Capuano, a member of the House Committee on Financial Services, has filed legislation that would require hedge fund managers to register with the Securities and Exchange Commission, to provide more information to investors. He has also been supporting a plan to ensure that credit rating agencies reflect the credit risk of financial products to help investors make more informed decisions.
“Laws create change, not plans,’’ said Alison Mills, a Capuano campaign spokeswoman. “Through his efforts on the Financial Services Committee, Mike Capuano and Barney Frank are already involved in a complete overhaul of the financial system, including provisions for greater consumer protection, transparency for hedge funds, and accountability for credit rating agencies.’’
Khazei has articulated a general position that the regulatory structure should be strengthened, and late yesterday he released a brief outline of a plan that includes several of the broad points of his opponents, including a requirement that institutions keep higher levels of capital in reserve.
All four Democrats square off in the first televised debate of the campaign at 7 p.m. Monday night at the John F. Kennedy Library and Museum.
Coakley and Pagliuca each support elements of President Obama’s plan. Obama has pushed a major overhaul of financial industry regulations, including creation of a consumer financial watchdog agency that would oversee products such as credit cards and mortgage loans. He also proposed new regulations on complex derivatives, which helped precipitate the meltdown on Wall Street last year.
Coakley, who for nearly three years has been the state’s top law enforcement official, argues in her financial plan that any changes should not infringe on state authority.
“Any regulatory reforms undertaken at the federal level must take into account the role states play in this process and allow states to enforce laws and regulations free from federal preemption,’’ she said in a 10-page position paper she released last week. “I strongly believe that state regulators and attorneys general must have the ability to combat unfair and deceptive acts by national banks.’’
Pagliuca argues that such an approach would allow corporations to skirt federal regulations by basing their headquarters in states with business-friendly laws. He wants the federal government to set baseline regulations and let states adopt stronger regulations if they choose.
Further trying to highlight Pagliuca’s economic strengths, his campaign noted that Pagliuca began laying the groundwork for his plan while at the World Economic Forum, held in Davos in January. Pagliuca was one of six panel members for a discussion on “The New Boundaries of Financial Governance.’’

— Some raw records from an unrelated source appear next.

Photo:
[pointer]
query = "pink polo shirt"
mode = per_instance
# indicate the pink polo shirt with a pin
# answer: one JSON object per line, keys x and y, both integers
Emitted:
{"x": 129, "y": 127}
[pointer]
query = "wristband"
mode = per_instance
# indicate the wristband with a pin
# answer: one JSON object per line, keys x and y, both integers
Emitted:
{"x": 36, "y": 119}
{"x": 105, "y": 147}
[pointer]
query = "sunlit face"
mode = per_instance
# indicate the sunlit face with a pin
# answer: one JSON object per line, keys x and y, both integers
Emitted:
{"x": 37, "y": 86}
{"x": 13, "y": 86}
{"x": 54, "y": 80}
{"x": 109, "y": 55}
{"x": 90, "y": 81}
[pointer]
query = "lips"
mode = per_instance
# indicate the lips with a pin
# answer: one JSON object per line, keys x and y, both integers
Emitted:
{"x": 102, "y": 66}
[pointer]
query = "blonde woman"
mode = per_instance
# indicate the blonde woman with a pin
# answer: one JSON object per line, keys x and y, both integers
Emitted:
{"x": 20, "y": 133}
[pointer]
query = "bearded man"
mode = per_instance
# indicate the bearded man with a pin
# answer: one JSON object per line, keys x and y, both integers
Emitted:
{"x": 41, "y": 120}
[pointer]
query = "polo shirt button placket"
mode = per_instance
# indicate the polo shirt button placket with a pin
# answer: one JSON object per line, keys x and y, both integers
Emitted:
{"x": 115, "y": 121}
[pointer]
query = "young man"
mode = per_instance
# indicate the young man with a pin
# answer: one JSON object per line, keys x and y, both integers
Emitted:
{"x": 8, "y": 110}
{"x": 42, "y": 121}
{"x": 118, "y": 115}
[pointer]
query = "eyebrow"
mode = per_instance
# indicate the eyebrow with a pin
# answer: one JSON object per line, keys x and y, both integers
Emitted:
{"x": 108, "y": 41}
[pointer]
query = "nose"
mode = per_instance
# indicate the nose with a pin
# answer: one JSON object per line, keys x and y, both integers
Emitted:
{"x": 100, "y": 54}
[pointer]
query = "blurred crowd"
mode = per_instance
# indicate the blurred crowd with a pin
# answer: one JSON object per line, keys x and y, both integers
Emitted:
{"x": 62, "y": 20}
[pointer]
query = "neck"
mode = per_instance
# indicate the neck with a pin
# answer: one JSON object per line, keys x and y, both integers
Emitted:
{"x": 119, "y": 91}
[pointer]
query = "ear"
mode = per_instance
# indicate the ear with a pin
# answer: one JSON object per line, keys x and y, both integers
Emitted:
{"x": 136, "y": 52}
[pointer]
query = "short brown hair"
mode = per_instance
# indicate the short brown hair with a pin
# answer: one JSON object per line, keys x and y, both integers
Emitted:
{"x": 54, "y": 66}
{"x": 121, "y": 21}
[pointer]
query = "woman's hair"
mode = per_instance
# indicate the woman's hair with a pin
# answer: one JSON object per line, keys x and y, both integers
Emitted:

Coakley cites the financial enforcement role she has played as attorney general, including lawsuits she has filed against subprime mortgage lenders and relief she has won for Massachusetts homeowners whose properties were foreclosed. She was also one of four attorneys general who met at the White House recently with President Obama to discuss new financial regulations.
“But she understands that we cannot rely on the federal government alone,’’ Zaroulis said.